TransRoad: USA
by Sergio Brinkhuis
reviewed on PC
TAKING ON WATER
Deck 13 started their transportation with a high. TransOcean was a fun little game with a fair amount of depth and decent replay value. The sequel, TransOcean 2: Rivals, kept things dry but was a notable step down due to a handful of unfortunate design choices. It is a good thing TransRoad: USA takes place on tarmac as the series seems to be taking on water with every addition.
TransRoad: USA adapts the concepts of hauling freight between seaports and trucking freight between factories. It is a concept with much potential and the game shows the beginnings of something that could be great.
GETTING HAIRY
A single truck and trailer, a small depot and an equally small head office are the humble start of your budding transportation empire. You look for contracts in the towns that you have visited before, trying to create profitable routes between them. Providing you don’t piss anyone off with late deliveries, you’ll slowly be able to trade across the entire of the United States, unlocking a higher-paying clientele through your services.
Like any good business management game, TransRoad: USA is initially quite difficult. Making enough money for your second truck can be slow work, the necessity to expand the depot to have room for a third may be a bit of a surprise and most trade partners initially won’t give you the light of day. The game does well enough guiding you through these first few weeks, especially if you decide to play the rudimentary storyline campaign.

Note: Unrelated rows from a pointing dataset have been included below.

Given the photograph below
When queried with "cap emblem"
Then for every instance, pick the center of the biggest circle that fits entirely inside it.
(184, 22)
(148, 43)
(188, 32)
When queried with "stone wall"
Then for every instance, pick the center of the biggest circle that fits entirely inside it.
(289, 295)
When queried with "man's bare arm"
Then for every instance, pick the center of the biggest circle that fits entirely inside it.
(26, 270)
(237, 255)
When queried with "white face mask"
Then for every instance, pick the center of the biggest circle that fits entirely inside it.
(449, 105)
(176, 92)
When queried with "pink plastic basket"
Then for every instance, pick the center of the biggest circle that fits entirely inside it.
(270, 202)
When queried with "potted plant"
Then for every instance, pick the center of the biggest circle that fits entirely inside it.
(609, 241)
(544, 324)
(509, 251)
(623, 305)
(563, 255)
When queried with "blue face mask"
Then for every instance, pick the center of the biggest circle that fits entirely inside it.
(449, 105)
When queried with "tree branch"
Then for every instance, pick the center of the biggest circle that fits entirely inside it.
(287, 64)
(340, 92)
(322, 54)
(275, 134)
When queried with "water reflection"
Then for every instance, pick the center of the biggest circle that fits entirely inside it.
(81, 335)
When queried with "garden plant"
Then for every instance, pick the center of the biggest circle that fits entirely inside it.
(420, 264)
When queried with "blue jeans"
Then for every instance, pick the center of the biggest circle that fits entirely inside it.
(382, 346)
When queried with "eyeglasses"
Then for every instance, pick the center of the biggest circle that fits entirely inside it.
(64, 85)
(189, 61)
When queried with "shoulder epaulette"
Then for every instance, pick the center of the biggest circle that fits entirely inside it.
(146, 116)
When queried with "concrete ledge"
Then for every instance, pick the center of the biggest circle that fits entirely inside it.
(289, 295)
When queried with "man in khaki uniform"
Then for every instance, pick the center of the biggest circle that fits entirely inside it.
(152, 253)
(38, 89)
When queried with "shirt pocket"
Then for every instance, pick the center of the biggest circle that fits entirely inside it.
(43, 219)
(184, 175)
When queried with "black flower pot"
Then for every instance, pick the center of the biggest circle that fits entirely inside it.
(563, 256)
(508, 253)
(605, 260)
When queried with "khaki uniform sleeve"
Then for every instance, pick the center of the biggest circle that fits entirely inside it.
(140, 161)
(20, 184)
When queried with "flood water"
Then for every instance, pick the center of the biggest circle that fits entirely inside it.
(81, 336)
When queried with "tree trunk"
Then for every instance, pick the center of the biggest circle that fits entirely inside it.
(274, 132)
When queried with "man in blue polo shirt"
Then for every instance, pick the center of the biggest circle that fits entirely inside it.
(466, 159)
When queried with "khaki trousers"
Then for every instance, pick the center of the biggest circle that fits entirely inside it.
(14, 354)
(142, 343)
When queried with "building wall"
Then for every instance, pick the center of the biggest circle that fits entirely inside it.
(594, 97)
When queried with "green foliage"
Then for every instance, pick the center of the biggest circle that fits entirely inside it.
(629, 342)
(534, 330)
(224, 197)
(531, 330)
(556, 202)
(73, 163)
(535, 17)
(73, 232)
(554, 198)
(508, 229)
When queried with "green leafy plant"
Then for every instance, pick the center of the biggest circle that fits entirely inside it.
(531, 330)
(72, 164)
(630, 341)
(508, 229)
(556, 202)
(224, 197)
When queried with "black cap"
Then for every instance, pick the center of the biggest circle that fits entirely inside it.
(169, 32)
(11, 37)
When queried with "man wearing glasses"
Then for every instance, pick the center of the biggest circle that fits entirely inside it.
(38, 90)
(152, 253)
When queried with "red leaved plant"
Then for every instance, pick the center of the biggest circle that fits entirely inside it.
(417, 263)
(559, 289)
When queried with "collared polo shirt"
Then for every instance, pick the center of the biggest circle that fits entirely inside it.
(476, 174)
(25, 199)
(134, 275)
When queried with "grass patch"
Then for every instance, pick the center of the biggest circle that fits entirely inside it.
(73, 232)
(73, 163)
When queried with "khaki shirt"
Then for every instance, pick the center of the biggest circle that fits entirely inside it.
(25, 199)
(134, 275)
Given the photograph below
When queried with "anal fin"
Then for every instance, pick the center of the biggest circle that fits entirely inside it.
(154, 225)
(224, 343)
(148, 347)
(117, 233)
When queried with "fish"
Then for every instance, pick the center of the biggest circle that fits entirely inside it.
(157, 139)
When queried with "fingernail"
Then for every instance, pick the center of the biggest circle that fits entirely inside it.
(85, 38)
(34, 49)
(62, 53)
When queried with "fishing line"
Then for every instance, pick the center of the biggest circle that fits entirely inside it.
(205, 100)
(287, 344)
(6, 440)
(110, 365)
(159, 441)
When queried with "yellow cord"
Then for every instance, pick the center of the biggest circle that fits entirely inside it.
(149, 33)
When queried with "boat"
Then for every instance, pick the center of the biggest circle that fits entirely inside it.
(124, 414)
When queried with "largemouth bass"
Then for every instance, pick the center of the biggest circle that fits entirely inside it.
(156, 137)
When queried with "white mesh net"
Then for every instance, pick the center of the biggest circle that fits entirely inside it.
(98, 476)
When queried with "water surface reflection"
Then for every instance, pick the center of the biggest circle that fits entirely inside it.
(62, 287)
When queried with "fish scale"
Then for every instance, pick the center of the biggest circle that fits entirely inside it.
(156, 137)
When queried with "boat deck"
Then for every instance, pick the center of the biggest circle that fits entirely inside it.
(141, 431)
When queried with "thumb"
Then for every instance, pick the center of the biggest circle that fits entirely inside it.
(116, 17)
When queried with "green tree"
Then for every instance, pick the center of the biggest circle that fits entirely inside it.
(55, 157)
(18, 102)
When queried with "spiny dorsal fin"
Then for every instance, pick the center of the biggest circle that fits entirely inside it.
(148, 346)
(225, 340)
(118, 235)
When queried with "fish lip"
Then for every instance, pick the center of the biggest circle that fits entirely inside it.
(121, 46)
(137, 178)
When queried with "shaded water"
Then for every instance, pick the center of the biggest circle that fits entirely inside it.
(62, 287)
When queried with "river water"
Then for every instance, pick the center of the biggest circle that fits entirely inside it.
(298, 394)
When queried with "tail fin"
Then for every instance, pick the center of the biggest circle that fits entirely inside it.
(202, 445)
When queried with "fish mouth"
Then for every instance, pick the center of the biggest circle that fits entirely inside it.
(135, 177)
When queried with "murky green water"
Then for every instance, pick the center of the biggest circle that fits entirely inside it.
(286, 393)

After that initial support, things get a little hairy. Before long, you’ll be buying two new trucks a week and hiring drivers to sit on the reserve bench for when you’re buying even more. Trucks are rated for specific types of cargo. Hauling cooled goods with reefer trailers can be done using almost every imaginable truck, but once you bought the concession that allows you to operate dump trailers, your trucks will need three axles and your drivers a special license. Managing drivers, trucks, cargo contracts and maintenance gets pretty involved by the time you reach around 25 trucks, and then the game starts messing with your head.
A CARGO PROBLEM
Cargo contract rewards can vary in revenue rather dramatically: over-service a specific cargo type and you will see a significant drop in what you earn per trip. Add an economic crisis to the mix and a trip may cost you thousands of dollars to make. With just 15 trucks servicing a single cargo type across the map, I ran into so many over-serviced clients that I had trucks and drivers sitting still in the depot between every contract, costing tens of thousands of dollars in fixed costs. Any sane business man would switch cargo types, and this is one area where the game is underdeveloped. It won't let you, at least not in any logical way. Each depot allows only one trailer per truck, and you can sell existing trailers, but at a huge loss. Dumbfounded, I figured I’d open more depots but those are severely limited and expensive to maintain. It’s a huge waste leaving a depot open – just – for trailers that aren’t earning any money. Fun? No.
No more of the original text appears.